A widely accepted theory about birds is that they evolved from a group of dinosaurs called theropods around 120-130 million years ago, during the Early Cretaceous period. But the discovery of a "bird-dinosaur" Eosinopteryx in north-eastern China has cast doubt on the old theory.

Eosinopteryx belonged to the older Middle-Late Jurassic period and lived more than 145 million years ago. The dinosaur was 11.8 inches tall and was feathered. Despite having feathers, Eosinopteryx was flightless because it had a small wingspan and a bone structure that would have restricted its ability to flap its wings.

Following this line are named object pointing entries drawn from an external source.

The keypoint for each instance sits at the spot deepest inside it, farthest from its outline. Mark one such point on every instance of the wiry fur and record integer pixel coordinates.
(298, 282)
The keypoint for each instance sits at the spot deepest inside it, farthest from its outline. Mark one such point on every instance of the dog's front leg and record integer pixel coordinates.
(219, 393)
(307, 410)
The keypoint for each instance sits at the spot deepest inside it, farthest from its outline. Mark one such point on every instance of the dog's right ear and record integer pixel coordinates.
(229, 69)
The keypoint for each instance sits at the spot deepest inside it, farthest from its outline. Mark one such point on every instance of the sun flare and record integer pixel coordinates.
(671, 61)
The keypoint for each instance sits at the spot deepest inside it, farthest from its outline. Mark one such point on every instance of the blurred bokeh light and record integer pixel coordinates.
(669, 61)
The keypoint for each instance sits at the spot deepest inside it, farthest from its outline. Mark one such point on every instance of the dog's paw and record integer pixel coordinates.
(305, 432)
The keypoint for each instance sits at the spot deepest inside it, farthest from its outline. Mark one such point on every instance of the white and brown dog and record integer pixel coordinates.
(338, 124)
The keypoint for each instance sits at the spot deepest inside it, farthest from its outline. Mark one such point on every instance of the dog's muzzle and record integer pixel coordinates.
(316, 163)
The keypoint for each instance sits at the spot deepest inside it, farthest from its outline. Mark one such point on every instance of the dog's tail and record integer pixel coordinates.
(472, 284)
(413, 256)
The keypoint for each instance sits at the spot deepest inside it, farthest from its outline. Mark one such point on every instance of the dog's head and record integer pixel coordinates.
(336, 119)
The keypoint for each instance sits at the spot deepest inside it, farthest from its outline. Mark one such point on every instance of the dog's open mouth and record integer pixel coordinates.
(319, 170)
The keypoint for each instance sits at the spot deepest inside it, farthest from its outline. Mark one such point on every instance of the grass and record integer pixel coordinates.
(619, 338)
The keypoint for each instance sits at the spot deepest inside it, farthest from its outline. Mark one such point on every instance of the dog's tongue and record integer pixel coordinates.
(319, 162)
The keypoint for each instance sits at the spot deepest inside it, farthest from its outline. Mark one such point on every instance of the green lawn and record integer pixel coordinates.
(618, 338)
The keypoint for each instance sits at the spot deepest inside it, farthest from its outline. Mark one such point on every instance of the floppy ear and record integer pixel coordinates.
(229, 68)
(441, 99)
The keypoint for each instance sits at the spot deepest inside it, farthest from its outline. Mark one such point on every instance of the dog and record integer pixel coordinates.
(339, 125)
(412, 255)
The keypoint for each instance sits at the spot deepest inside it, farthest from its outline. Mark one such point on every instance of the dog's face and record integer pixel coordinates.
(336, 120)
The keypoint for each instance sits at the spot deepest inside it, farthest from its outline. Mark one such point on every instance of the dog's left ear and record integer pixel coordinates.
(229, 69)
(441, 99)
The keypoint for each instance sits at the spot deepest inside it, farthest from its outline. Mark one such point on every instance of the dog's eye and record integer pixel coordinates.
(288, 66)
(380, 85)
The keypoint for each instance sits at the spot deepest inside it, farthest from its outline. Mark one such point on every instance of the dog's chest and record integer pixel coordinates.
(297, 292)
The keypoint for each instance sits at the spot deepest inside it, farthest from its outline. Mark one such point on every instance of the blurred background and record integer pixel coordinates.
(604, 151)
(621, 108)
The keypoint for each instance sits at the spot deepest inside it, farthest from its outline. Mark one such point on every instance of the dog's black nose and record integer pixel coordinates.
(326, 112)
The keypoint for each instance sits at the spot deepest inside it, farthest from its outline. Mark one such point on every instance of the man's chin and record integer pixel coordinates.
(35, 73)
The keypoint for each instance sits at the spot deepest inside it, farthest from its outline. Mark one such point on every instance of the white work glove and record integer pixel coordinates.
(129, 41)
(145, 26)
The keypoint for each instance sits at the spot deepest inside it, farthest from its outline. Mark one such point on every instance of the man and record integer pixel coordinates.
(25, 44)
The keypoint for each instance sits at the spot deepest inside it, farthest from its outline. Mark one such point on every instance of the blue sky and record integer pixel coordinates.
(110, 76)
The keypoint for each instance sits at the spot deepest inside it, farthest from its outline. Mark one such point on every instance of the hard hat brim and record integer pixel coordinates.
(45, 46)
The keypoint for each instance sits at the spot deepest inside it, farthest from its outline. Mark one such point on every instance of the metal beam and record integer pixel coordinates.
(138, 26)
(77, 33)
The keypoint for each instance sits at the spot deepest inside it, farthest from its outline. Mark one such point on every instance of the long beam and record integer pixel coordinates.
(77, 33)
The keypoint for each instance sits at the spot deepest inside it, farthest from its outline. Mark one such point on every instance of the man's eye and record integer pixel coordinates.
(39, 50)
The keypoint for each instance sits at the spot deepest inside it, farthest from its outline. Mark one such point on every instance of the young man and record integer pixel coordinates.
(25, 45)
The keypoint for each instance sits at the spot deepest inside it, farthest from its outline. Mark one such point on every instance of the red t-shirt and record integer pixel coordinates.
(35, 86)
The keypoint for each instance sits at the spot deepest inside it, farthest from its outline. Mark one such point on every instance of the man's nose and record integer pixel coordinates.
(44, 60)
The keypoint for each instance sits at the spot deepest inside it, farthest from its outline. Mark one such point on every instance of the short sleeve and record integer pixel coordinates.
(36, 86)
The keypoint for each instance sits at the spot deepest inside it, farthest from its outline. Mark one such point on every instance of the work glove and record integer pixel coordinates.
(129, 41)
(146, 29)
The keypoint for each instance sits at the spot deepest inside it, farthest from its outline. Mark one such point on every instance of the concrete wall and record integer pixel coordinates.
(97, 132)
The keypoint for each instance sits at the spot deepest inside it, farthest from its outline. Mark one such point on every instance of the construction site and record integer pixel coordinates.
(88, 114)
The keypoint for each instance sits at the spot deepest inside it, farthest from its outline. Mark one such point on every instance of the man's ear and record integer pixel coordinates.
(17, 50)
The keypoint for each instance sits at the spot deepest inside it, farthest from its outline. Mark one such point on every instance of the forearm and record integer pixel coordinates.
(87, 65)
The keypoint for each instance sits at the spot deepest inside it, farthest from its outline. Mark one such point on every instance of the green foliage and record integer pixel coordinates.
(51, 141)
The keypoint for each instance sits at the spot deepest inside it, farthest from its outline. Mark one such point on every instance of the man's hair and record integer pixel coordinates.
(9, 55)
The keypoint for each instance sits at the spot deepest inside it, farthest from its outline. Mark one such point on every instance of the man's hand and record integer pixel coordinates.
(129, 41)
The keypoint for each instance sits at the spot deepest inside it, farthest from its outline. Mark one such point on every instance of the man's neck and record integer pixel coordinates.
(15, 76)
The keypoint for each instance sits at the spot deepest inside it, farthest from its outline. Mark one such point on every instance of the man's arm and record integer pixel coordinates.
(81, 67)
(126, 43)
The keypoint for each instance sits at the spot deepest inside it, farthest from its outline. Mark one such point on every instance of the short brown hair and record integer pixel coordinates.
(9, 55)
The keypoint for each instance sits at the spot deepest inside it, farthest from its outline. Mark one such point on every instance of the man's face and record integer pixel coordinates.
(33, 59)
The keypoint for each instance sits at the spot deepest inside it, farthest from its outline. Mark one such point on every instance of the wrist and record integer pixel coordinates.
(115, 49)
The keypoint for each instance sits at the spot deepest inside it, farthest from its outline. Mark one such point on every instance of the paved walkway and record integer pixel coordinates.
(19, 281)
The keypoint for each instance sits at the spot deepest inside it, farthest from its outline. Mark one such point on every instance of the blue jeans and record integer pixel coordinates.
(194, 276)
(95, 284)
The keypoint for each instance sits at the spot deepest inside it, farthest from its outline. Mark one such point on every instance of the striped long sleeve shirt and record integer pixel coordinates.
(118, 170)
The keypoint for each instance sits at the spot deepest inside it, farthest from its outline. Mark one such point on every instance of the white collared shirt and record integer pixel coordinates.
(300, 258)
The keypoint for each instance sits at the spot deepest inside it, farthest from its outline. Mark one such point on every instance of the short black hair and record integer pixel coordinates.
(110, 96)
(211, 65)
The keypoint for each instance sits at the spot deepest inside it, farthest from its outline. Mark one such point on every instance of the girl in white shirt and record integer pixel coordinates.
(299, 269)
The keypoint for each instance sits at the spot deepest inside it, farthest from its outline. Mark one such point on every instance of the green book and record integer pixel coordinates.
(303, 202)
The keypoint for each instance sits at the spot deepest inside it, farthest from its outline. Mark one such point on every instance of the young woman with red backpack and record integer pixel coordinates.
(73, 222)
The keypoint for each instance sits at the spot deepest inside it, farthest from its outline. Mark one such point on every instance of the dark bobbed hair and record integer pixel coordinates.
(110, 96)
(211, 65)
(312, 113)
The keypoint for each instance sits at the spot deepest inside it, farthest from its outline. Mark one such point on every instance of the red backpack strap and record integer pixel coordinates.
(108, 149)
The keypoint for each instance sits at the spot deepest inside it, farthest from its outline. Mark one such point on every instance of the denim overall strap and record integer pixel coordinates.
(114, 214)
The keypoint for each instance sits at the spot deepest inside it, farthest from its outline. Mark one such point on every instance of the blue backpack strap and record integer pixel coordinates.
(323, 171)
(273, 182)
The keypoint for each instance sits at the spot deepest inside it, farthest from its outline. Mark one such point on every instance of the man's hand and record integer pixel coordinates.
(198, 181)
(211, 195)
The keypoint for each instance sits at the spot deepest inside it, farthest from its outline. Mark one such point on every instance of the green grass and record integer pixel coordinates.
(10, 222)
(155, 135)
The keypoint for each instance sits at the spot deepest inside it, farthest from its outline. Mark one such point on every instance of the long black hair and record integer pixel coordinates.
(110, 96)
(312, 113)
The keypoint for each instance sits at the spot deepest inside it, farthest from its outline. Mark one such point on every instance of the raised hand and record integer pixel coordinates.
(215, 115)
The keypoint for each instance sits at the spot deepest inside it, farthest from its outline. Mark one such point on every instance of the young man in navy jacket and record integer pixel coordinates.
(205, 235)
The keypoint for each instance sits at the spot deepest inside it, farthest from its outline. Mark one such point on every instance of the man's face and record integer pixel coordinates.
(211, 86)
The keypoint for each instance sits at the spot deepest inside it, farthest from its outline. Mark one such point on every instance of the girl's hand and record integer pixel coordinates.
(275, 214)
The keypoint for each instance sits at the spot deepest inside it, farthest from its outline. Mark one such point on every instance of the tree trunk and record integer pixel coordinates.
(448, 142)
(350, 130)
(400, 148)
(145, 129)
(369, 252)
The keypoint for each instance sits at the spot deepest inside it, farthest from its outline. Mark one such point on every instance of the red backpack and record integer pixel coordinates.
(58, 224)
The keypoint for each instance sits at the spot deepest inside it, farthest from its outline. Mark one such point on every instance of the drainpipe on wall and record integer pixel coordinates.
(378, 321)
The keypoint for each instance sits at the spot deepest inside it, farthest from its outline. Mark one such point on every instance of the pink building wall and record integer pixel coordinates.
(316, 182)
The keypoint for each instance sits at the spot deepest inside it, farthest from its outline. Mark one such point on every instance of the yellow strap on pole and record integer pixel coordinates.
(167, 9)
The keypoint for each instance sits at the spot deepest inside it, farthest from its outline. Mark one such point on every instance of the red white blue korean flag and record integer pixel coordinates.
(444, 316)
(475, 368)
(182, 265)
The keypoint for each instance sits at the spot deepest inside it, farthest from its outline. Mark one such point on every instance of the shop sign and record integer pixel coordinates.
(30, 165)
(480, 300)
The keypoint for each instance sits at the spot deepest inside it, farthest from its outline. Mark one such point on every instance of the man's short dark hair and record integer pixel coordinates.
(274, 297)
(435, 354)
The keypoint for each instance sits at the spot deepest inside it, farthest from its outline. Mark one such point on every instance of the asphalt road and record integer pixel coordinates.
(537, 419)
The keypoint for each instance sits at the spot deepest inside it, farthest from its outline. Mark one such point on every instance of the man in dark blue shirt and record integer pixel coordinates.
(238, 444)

Eosinopteryx also had toes to help it walk on the ground. It had fewer feathers on its tail and lower legs, which would have made it easier to run.

"This discovery sheds further doubt on the theory that the famous fossil Archaeopteryx -- or "first bird" as it is sometimes referred to -- was pivotal in the evolution of modern birds," co-author of the study Gareth Dyke, senior lecturer in vertebrate palaeontology at the University of Southampton, said in a statement.

"Our findings suggest that the origin of flight was much more complex than previously thought."

The details of the study, "Reduced plumage and flight ability of a new Jurassic paravian theropod from China", appear in the journal Nature Communications.